Nomad Server logs (if appropriate)

Nomad Client logs (if appropriate)

@jrasell jrasell added this to Needs Triage in Nomad - Community Issues Triage via automation Apr 23, 2024
@sagebind
Copy link
Author

Digging into this a bit more, not familiar with the codebase but the fact that RescheduleTracker is getting reset to null on some of these reschedules seems a bit dubious. Here's just the RescheduleTrackers of the allocs of the job above exhibiting the buggy behavior:

{
  "ID": "b9fd3bb7-7b8b-28cd-a848-717fc995893c",
  "RescheduleTracker": null
}
{
  "ID": "b550b588-fcf3-8431-e00d-c1271e307dd0",
  "RescheduleTracker": {
    "Events": [
      {
        "RescheduleTime": 1713540616182219192,
        "PrevAllocID": "b9fd3bb7-7b8b-28cd-a848-717fc995893c",
        "PrevNodeID": "2d4576df-c1f6-8b8a-a0da-ca05123cf849",
        "Delay": 5000000000
      }
    ]
  }
}
{
  "ID": "52a123ff-2e23-4860-e802-3c314e2b3a6a",
  "RescheduleTracker": null
}
{
  "ID": "46eb89fa-ef85-19cc-b79a-c60edf63ba01",
  "RescheduleTracker": {
    "Events": [
      {
        "RescheduleTime": 1713540907034600526,
        "PrevAllocID": "52a123ff-2e23-4860-e802-3c314e2b3a6a",
        "PrevNodeID": "7349b23c-b638-15d2-ec50-f9ca5e4103f3",
        "Delay": 5000000000
      }
    ]
  }
}
{
  "ID": "51147d13-cef8-a522-091e-8ede42887a17",
  "RescheduleTracker": null
}
{
  "ID": "eb529550-4ec9-eb9b-24da-f3892da18b81",
  "RescheduleTracker": null
}
{
  "ID": "1cd8ae47-39d8-d5e1-7b34-a42678fcee66",
  "RescheduleTracker": {
    "Events": [
      {
        "RescheduleTime": 1713541254356376383,
        "PrevAllocID": "eb529550-4ec9-eb9b-24da-f3892da18b81",
        "PrevNodeID": "5b244e29-d814-84dd-d83c-a235ada79a3e",
        "Delay": 5000000000
      }
    ]
  }
}
{
  "ID": "fa019977-b038-a8e8-6b3b-837a4bf04661",
  "RescheduleTracker": null
}
{
  "ID": "0505a317-7470-06cf-dfba-9ecef6e92e52",
  "RescheduleTracker": {
    "Events": [
      {
        "RescheduleTime": 1713541591399485131,
        "PrevAllocID": "fa019977-b038-a8e8-6b3b-837a4bf04661",
        "PrevNodeID": "3ebe29d2-5c40-643c-6ddb-345a01d315c5",
        "Delay": 5000000000
      }
    ]
  }
}
{
  "ID": "92022347-e05a-c3b2-877f-ba3458fb00fc",
  "RescheduleTracker": {
    "Events": [
      {
        "RescheduleTime": 1713541591399485131,
        "PrevAllocID": "fa019977-b038-a8e8-6b3b-837a4bf04661",
        "PrevNodeID": "3ebe29d2-5c40-643c-6ddb-345a01d315c5",
        "Delay": 5000000000
      },
      {
        "RescheduleTime": 1713541647009844424,
        "PrevAllocID": "0505a317-7470-06cf-dfba-9ecef6e92e52",
        "PrevNodeID": "214d3a1c-3b69-8d67-c707-812bf8a943c6",
        "Delay": 5000000000
      }
    ]
  }
}

It seems like normally RescheduleTracker.Events should have an event for each prior allocation continually appended to it until the size of the list reaches the reschedule Attempts value. But because it is getting reset to null for some reason, it never reaches Attempts number of events, or it does eventually (by chance?).

@tgross
Copy link
Member

tgross commented Apr 25, 2024

Hi @sagebind! Any chance that these allocations failed a placement on reschedule, and then got placed? There's a known issue around that, which I have a test for in #12319 but we never got back to figuring out how to actually fix it.

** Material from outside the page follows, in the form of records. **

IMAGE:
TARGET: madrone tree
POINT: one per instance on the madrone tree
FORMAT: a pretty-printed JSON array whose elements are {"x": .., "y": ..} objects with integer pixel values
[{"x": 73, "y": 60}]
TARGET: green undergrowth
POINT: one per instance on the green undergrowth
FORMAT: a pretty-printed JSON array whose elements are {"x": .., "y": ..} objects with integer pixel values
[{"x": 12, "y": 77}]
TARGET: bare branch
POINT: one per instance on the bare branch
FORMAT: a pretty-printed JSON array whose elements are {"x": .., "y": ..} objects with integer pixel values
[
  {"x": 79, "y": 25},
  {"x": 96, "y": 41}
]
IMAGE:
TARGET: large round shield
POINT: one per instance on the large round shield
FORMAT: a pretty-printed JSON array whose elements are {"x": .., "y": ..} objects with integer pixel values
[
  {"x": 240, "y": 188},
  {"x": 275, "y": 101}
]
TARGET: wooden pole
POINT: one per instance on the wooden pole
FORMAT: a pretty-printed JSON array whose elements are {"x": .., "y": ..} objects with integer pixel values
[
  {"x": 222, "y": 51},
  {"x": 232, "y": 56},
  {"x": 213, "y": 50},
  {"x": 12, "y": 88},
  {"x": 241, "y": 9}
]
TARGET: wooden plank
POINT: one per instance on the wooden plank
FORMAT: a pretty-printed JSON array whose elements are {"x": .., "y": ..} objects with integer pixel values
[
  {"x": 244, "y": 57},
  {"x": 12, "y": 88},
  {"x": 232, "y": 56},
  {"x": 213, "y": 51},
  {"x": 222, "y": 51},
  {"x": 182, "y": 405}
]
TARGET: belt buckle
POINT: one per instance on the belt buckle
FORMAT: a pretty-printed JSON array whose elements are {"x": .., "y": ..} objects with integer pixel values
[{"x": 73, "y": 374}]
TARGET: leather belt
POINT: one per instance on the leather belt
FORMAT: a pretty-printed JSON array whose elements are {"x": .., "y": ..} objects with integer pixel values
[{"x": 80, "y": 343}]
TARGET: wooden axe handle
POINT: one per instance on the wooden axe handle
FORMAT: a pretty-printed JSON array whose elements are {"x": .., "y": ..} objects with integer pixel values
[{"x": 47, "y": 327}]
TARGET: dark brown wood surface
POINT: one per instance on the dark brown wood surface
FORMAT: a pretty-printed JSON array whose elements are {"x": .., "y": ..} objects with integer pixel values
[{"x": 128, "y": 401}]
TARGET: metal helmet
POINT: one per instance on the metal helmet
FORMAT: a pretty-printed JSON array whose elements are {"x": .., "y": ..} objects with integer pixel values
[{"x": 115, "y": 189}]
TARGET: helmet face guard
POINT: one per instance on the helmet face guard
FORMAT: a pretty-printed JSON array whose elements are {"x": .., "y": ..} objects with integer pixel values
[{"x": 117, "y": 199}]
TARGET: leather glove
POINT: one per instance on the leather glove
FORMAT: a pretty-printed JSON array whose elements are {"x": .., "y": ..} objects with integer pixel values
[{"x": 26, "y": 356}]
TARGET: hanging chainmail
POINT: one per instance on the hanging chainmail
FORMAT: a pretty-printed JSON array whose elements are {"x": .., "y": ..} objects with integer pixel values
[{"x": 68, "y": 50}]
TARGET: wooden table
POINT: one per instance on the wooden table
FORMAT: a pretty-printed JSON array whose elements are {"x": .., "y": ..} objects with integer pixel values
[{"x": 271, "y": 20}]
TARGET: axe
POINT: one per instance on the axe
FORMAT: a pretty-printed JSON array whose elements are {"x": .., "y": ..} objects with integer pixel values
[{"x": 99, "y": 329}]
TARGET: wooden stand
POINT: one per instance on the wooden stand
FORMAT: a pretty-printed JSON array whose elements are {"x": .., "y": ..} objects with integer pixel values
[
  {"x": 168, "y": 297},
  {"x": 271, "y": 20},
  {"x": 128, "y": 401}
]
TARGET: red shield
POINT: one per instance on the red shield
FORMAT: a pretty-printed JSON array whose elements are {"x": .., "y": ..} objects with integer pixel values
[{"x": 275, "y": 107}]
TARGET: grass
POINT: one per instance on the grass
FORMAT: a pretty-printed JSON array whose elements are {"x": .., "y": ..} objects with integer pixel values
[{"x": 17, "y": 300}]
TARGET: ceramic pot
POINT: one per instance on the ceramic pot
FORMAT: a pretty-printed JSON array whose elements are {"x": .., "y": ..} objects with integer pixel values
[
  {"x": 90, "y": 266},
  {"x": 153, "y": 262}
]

You should be able to verify this by looking at the evaluation history for the job.

@sagebind
Copy link
Author

@tgross Here's the evaluation history for a couple of jobs that placed 7 allocations even though Attempts was set to 2, along with their allocations:

5df4fd90-d0b3-46e1-992d-45f61b08c537-allocations.json
5df4fd90-d0b3-46e1-992d-45f61b08c537-evaluations.json
f290af7c-5bb9-41da-b3db-d643f8e70600-allocations.json
f290af7c-5bb9-41da-b3db-d643f8e70600-evaluations.json

The only evaluation triggers I see are alloc-failure and no placement failures. It looks pretty ordinary, other than the fact that there are too many of them.

@tgross
Copy link
Member

tgross commented May 15, 2024

Just a heads up that I'm digging into this. The cause of the problem seems straightforward and tied up in the logic we use for marking allocations for reschedule, but the solution is going to take a bit of figuring out. I'll update here as I know more.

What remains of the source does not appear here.